In other words, subsistence fishermen like Pat Moore are simply catching most of the sick fish. The healthy ones swim just out of reach, deeper in the river, headed straight for Canada.

"That's my theory -- that they are not dying on the way," Sandone said. "Even if they are dying on the way, so what?" His department limits the catch based on how many fish escape all the nets and make it to the spawning grounds to reproduce.

That's been going well, he said, except for last year, when the number of fish that made it to Canada fell 50% below the minimum spelled out in a U.S.-Canadian agreement.

Sandone is retiring later this year, after 26 years as a state official. The fishermen in Tanana, who scoff at his theory, say they are delighted to see him go. They hope the state will be less hostile to studying the disease and trying to figure out what to do about it.

Besides supporting fishermen, salmon are a keystone species in Alaska and the Pacific Northwest, supporting wildlife from birds to bears and orcas.

A crash could cripple dependent creatures.

 Mary Ruckelshaus, a federal biologist with the Northwest Fisheries Science Center in Seattle, has been running climate models to peer into the future for Pacific Northwest salmon. Those models predict that salmon will become extinct without aggressive efforts to preserve the clear, cool streams needed for spawning, such as planting trees to shade streams and curtailing the amount of water siphoned off by farmers.

"It's sort of a time bomb," Ruckelshaus said.

"If people don't have a plan for it, it can be disastrous when it hits."

Her models didn't factor in the potential for emerging diseases, such as the one that Kocan, her former professor, has been studying.

Kocan views Ichthyophonus as a classic emerging disease. He pointed out that salmon, a lucrative catch, had been scrutinized by scientists and fishermen for decades, and the disease had never before been reported. In the last decade, it has shown up in salmon on the Yukon, Kuskokwim and Taku rivers in Alaska and on various rivers in British Columbia and Russia.

It has also been detected in recent years in rockfish and smaller noncommercial fish in Puget Sound and elsewhere off the coasts of Oregon and Washington, and in freshwater trout on Idaho farms.

It's the kind of redistribution of disease that can be expected with climate change, Kocan said: "Everything is getting warmer, and that's how climate change is going to redistribute all kinds of disease. Parasites have their optimum conditions -- upper and lower limits. We'll notice where they show up but not necessarily where they disappear."
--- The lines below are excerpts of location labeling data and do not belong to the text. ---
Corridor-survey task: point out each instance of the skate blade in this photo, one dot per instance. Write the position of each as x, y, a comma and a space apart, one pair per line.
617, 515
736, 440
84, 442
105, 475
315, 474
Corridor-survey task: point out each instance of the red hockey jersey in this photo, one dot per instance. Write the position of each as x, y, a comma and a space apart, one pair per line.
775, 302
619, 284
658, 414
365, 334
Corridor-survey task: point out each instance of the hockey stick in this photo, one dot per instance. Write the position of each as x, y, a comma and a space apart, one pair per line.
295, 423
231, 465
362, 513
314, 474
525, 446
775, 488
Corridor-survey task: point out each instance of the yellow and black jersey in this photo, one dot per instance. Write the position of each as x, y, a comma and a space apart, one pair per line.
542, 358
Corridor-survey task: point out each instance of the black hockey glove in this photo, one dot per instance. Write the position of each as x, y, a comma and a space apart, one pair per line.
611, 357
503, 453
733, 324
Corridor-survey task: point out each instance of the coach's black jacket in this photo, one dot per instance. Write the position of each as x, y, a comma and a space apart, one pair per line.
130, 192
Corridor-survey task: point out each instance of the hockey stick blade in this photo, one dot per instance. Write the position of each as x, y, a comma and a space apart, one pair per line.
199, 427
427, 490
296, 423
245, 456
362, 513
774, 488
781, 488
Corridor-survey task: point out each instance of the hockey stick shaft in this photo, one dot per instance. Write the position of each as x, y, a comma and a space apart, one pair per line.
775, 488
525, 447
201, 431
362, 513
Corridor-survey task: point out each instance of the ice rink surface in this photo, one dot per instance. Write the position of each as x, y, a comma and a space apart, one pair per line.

Ichthyophonus is among a class of ancient parasitic microbes that can move fast, taking advantage of new niches using age-old tricks that have kept them around for billions of years.

None of this comforts Pat Moore, a musher with dozens of dogs, and others who rely on the bounty of the Yukon River to make their living. It's a culture that lives on the edge and cannot stomach waste.

"I don't want to kill fish for the sake of killing them," said Moore, as he expertly sliced a king into narrow strips.